Weiterhin scheint alles offen für Conchita Wurst

Conchita startet neues Projekt unter dem Namen WURST

Freitag, 08. März 2019 | 13:53 Uhr

Conchita lebt: Die Kunstfigur von Tom Neuwirth, mit der er 2014 für Österreich den Sieg beim Eurovision Song Contest in Kopenhagen geholt hat, existiert weiter. Daneben gibt es künftig aber auch WURST: So ist das neue Electroprojekt betitelt, von dem heute mit “Trash all the Glam” auch der erste Song veröffentlicht wurde. Das Spiel mit Geschlechterrollen zieht sich aber auch hier fort.

So ist im ersten Video von WURST eine komplett in Latex gehüllte Figur zu sehen, die sich auf Treppenstufen einer Wiener U-Bahn-Station rekelt. Dabei geht es durchaus lasziv zur Sache. Wenig später taucht diese Person in sportlicher Kleidung auf den Rolltreppen auf, das Gesicht weiterhin komplett verhüllt. Eindeutigkeit ist also offenbar nicht die Sache von WURST, wobei die stimmliche Inszenierung zu den markanten Electroklängen nicht ganz so melodramatisch wie zuletzt bei Conchita ausfällt. Ein neues Album ist laut Aussendung von Sony Music jedenfalls bereits eingespielt und gemeinsam mit Produzent Albin Janoska sowie Komponistin Eva Klampfer entstanden.

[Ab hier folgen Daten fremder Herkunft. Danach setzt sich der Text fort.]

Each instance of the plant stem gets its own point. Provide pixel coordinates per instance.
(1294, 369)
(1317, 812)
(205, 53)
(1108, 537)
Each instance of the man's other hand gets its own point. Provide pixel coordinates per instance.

Fest steht damit: Conchita und WURST sollen künftig parallel existieren, womit Tom Neuwirth beide Bühnenpersönlichkeiten trennt. Conchita als “höfliche und feminine Medien-Ikone”, die laut dem Labelstatement weiterhin für “hervorragend fesselnde Live-Unterhaltung mit ihrem Mix aus Glam-Pop und Diven-Songs” sorgen soll. Und WURST andererseits als “der maskuline, kompromisslose Electro-Newcomer, der sich um keine andere Meinung zu scheren scheint”. Gerade in den Songtexten werde nun mehr von Neuwirth und seinem Leben preisgegeben.

Es ist jedenfalls der nächste Schritt in der Karriere des steirischen Künstlers: Als Jugendlicher nahm er an der ORF-Castingshow “Starmania” teil und landete hinter der späteren Gewinnerin Nadine Beiler auf dem zweiten Platz. In der Folge war er Mitglied einer kurzlebigen Boyband (jetzt anders!), bevor sich der Absolvent der Grazer Modeschule seiner Kunstfigur widmete. Als Dragqueen Conchita Wurst respektive später Conchita gab es einige Auftritte, auch die Teilnahme an einer weiteren ORF-Show (“Die große Chance”), bevor der Song Contest zum bestimmenden Thema wurde.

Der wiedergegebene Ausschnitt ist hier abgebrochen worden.